Nous attendons les conclusions de cette mission pour le 31 janvier 2018.

Mais l'enjeu est plus large. Il est vrai que, par rapport à d'autres pays européens, le nombre des accidents du travail et des maladies professionnelles est particulièrement élevé en France. Leur évolution, certes orientée à la baisse, est plus lente que dans d'autres pays européens.

Je rappelle qu'en 2016, nous déplorions 626 227 accidents du travail, dont 514 décès, et 48 762 maladies professionnelles, dont 382 décès. C'est évidemment intolérable. Nous sommes tous d'accord pour dire qu'il faut agir.

Pour cela, il faut évidemment que progressent la coordination des acteurs, le partage d'informations entre professionnels de santé au travail et en ville – cela a été évoqué précédemment – , dans le respect des données sensibles, et l'articulation des services de santé au travail avec les autres secteurs de santé. En effet, le salarié est aussi un patient dans sa vie personnelle.

Plus largement, la formation des futurs salariés et dirigeants d'entreprise aux actions de prévention apparaît comme un énorme enjeu. Si des actions existent dans ce domaine, elles restent tout de même parcellaires.

La prévention est inscrite comme la priorité du troisième plan de santé au travail, un programme ambitieux, élaboré à l'unanimité par les partenaires sociaux, que j'ai encouragés dans cette voie, lors de la dernière commission sur ce sujet.

Je présenterai aussi la situation de la médecine du travail, qui préoccupe tout l'hémicycle, à juste titre. Aujourd'hui, en France, il y a 4 858 médecins du travail pour un peu plus de 18 millions de salariés du secteur privé. Chaque année, à la sortie de l'internat de médecine, 33 % des postes ne sont pas pourvus, faute de candidats.

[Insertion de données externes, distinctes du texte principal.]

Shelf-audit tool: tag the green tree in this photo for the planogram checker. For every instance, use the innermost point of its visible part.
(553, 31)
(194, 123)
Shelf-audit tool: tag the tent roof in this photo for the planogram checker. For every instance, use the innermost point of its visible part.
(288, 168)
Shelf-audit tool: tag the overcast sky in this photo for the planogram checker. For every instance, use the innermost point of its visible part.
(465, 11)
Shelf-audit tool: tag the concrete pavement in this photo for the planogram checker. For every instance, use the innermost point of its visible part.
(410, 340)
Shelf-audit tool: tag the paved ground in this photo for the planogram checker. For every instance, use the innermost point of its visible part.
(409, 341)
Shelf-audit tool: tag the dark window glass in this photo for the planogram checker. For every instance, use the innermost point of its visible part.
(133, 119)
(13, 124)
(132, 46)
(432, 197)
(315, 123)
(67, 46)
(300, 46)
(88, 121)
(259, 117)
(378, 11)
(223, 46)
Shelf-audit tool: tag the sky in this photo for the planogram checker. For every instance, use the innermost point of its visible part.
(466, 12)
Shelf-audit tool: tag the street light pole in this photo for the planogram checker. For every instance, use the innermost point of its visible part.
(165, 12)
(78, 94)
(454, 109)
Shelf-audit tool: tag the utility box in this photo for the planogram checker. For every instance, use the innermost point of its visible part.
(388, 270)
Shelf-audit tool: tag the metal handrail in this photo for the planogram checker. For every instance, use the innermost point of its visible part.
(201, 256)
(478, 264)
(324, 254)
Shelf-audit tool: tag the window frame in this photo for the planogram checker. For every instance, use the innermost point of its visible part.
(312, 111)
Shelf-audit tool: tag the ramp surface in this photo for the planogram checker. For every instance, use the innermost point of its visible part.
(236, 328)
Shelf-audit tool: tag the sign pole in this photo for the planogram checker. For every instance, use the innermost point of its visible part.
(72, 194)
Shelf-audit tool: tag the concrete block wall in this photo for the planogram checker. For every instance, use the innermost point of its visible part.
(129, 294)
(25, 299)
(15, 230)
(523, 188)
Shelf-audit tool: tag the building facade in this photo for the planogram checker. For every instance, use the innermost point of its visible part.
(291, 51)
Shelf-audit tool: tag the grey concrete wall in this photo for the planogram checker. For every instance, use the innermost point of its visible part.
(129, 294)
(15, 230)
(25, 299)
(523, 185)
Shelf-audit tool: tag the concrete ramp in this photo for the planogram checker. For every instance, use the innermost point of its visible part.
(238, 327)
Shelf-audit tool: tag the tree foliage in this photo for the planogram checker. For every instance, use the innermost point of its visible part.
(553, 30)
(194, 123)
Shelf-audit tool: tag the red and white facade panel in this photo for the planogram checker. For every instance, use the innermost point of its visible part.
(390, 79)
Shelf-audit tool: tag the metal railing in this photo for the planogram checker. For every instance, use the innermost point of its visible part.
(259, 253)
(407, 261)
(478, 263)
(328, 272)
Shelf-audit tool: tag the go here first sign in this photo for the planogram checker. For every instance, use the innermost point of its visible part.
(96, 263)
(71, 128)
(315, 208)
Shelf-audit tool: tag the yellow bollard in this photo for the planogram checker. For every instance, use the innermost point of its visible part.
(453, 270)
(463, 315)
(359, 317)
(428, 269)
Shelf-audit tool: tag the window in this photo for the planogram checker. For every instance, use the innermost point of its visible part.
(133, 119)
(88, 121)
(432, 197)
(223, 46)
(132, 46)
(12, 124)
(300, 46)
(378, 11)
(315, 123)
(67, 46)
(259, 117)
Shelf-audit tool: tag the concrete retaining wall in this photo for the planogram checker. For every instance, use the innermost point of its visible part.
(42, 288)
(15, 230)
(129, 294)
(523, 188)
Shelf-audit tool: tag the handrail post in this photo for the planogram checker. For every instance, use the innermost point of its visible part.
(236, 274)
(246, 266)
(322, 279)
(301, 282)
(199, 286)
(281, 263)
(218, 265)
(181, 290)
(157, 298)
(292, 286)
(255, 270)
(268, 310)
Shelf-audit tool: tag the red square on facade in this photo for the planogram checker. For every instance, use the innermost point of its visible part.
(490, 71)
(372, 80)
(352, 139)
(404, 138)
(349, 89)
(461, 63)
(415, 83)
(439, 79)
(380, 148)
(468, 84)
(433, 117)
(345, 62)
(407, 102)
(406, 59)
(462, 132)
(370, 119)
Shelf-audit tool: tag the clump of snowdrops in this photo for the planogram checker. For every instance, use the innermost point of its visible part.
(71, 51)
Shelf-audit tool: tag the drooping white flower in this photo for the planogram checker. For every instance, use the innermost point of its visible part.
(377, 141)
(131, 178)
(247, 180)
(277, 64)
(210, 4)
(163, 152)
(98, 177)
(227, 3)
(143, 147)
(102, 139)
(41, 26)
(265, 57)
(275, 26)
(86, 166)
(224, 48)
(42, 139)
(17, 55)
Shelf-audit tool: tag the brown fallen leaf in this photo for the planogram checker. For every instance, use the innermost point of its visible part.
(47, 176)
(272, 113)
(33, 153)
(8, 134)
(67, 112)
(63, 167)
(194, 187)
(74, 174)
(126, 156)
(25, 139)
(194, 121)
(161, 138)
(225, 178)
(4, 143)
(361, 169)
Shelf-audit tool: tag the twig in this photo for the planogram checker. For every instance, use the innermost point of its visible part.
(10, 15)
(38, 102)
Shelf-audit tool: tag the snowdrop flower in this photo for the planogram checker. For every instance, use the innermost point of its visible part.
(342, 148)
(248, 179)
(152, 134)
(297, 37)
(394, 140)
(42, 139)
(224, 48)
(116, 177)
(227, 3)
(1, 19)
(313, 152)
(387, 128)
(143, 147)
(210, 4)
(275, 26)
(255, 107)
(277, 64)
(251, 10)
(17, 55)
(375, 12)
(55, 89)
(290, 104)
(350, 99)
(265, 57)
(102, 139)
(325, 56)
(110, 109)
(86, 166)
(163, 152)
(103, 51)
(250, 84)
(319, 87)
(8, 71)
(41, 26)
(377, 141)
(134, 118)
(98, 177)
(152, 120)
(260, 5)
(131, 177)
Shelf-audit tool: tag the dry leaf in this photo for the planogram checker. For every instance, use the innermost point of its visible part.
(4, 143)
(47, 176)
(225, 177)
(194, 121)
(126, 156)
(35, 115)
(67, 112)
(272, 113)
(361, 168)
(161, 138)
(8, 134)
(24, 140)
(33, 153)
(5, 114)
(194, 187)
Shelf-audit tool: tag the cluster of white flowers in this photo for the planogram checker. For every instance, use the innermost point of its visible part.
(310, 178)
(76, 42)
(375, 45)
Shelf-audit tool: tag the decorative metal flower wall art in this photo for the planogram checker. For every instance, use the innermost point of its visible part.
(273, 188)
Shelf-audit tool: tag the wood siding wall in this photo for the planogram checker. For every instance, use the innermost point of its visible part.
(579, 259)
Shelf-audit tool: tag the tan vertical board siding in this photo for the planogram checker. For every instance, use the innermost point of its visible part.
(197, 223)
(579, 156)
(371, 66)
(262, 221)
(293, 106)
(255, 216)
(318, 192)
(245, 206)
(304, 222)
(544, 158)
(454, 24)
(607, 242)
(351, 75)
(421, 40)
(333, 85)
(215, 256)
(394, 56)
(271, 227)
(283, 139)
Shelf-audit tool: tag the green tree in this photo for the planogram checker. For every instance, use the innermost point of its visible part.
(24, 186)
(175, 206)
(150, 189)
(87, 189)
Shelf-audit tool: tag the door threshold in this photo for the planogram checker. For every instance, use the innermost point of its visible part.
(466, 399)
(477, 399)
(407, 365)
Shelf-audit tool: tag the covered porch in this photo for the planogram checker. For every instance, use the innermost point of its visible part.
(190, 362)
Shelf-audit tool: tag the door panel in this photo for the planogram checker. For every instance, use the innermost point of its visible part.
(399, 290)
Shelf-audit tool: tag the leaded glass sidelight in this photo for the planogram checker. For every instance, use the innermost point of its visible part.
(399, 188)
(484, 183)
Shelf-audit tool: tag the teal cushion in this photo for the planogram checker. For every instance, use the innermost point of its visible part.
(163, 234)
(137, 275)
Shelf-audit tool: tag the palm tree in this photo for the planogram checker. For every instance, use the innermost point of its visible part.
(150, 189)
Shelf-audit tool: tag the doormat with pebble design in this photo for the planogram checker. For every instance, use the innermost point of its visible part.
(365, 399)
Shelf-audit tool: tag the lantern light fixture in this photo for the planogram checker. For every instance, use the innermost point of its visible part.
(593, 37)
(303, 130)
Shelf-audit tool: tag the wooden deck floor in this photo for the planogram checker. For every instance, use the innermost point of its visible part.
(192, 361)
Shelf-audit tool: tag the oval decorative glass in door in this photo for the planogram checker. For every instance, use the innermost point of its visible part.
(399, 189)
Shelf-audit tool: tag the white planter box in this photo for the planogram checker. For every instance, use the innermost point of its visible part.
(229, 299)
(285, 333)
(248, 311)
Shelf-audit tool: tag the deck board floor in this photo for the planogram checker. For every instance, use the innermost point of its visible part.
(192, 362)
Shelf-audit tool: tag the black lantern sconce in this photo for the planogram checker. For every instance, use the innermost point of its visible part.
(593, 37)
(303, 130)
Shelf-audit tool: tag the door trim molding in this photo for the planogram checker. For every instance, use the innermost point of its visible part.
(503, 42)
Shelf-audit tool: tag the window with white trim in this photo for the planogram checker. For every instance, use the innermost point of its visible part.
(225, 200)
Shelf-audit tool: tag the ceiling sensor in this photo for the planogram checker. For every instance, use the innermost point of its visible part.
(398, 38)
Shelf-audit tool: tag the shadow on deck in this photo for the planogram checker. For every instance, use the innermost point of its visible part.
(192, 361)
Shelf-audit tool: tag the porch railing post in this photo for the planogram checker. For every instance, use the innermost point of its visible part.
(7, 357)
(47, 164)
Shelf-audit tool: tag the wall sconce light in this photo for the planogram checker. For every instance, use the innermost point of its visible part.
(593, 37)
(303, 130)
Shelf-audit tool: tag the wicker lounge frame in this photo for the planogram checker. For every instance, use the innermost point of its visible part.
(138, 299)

Nous sommes donc confrontés à un véritable défi pour rendre la médecine du travail attractive. En dix ans, nous avons perdu 30 % des médecins du travail, alors que les besoins n'ont pas diminué, même s'ils évoluent, car les risques ne sont pas toujours les mêmes. Aujourd'hui, 75 % des médecins du travail ont plus de cinquante-cinq ans. Si nous n'agissons pas, nous allons au-devant d'une véritable pénurie de médecins du travail.

Je n'ai parlé qu'au plan national, mais la disparité géographique est forte : la situation est donc plus grave dans certaines régions.

Agnès Buzyn et moi-même avons décidé de faire de la santé au travail, notamment du renforcement des dossiers de prévention, une de nos priorités communes. Nous venons de confier une mission sur ce sujet à trois personnalités : un représentant syndical – Jean-François Naton, conseiller confédéral chargé de l'activité travail et santé à la CGT – , une parlementaire fortement sensibilisée à la prévention par sa vie précédente – Charlotte Lecocq, que je remercie d'avoir accepté cette mission – et un consultant spécialiste de ces sujets, Bruno Dupuis. Ils doivent effectuer un état des lieux, mettre en avant les bonnes pratiques et présenter des propositions.

Les cinq sujets que soulèvent vos amendements, madame la députée, seront intégrés dans la réflexion de cette mission. C'est pourquoi, je vous invite à retirer vos amendements, tout en m'engageant à ce que ces cinq points soient évoqués. Nous reviendrons devant la représentation nationale pour vous faire part des conclusions et du plan d'action qui s'ensuivra.